「かずさん……大丈夫?」
「…………」
「かずさん!?」
かずさんの身体に何かあった?
俺は慌ててかずさんの頬を擦ったり、肩を揺すったりした。すると
「………心配性。大丈夫、ちょっと浸ってただけ」
俺の顔をジロッと睨むと、またさっきの遠い目をする。
そんなかずさんは、俺と向かい合ってはいるけれど俺を見てはいない。
きっと、自分自身と向き合っているんだろう。
俺を見ないまま、口を開いたかずさんがポツリ、ポツリと言葉を紡ぐ。
「オレさ…ずっとね……ずっと思ってたの
この身体でさ……他人と…愛し合える訳ないって。
身体が…繋がれないなら、本当の意味で、心を繋ぐなんて無理じゃないかって」
「……うん」
かずさんがこれまで独りで生きてきた、途方もない時間を思う。かずさんは何にも悪くないのに、負った宿命を思う。
だけど、かずさんはその宿命に勝ったんだよ。過去には戻れないけれど、これから先は何だって出来るんだから。
まだほんの少し汗ばんでいる華奢な肩を抱き寄せると、俺の腕の中でほんの少し身動ぎした。
「……ひとつになるって、こんなに気持ちいいんだねぇ」
漂っていた視線を俺に合わせて、蕩けるように微笑む。それはきっと、かずさんの素直な気持ちで……
その顔はとても幸せそうで……
そんなかずさんが見られて嬉しくて……
嬉しい……けれど……
白い肌を桜色に染めて、そんなに潤んだ瞳で見つめられたら
せっかく押さえ込んだ俺の欲が復活してしまう。
逸らしたくはないけれど、俺はかずさんの瞳から視線を外した。
「かずさん、初めてだったのに、身体は辛くなかったの?」
言われてかずさんが自分の身体を見回して、ちょっと考える。
「……うん、辛くはなかったねぇ」
「じゃあきっと、かずさんと俺は身体の相性もいいんだね」
わざとおどけて言って、くふふと笑った。
「身体の相性って……恥ずかしいセリフ。
ねぇ、それより、まぁくんまた"さん"が付いてるよ」
ああ、そういえば……
と、考えてみるけれど
「うーん、やっぱり、俺にとってかずさんは
"かずさん"なんだよね。
"さん"まで付いててかずさんだから……
変えるのは無理みたい。
諦めてよ、かずさん」
「なんだぁー
恋人から呼び捨てにされるのって、ちょっと憧れだったんだけどなぁ。
まぁ、いいか。ふふっ」
それから、もうシャワーに行く力が残っていないというかずさんの身体を綺麗にしてパジャマを着せると
かずさんはあっという間に俺の腕の中で眠りに落ちていった。
俺は、俺の腕を枕にして眠っているその顔を
ずっと見ていた。
心の何処かに、もしも眠っている間にかずさんが急変したらという不安がずっとあって、眠気がやってこない。
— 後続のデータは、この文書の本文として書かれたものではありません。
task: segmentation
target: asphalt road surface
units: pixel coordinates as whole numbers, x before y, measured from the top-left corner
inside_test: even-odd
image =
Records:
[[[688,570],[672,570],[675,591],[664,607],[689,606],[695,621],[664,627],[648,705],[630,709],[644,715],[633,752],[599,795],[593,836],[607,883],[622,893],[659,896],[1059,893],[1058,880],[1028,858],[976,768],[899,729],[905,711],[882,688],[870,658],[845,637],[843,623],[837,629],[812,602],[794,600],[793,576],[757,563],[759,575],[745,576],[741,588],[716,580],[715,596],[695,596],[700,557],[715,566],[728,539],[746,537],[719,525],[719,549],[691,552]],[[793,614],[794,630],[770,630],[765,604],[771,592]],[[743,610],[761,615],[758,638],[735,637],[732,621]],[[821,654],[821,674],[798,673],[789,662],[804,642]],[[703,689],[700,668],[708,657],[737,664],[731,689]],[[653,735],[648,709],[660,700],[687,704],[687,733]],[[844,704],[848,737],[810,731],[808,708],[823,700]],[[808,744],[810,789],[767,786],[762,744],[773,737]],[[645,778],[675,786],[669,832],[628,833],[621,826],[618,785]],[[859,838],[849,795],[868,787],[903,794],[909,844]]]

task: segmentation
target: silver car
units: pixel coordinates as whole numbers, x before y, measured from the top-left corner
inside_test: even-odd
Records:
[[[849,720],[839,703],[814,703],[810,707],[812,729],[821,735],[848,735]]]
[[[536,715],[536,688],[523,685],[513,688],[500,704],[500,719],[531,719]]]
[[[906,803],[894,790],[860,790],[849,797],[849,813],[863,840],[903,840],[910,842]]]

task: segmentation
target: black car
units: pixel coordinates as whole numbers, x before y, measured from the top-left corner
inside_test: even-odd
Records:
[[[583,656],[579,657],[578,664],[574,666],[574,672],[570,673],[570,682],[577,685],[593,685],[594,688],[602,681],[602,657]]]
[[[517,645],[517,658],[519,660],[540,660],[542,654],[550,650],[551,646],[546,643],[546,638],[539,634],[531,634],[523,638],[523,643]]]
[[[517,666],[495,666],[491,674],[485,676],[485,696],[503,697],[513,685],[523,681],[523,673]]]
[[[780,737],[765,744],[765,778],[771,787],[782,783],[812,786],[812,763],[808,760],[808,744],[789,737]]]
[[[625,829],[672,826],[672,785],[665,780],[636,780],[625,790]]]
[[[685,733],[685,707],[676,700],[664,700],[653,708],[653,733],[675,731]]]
今夜かずさんに異常が起きなければ、少しは安心出来るのかな。
手放しでの幸せな夜はもう少し後になりそう。
俺は、すっかり俺に身を任せて深い眠りに就いているかずさんをそっと抱き締めた。
その夜、俺が眠りに就いたのは、空が明るくなり始めた頃。
寝返りを打ったかずさんが俺の身体に乗り上げて、覗き込んだかずさんの安らかな寝顔を確認してからだった。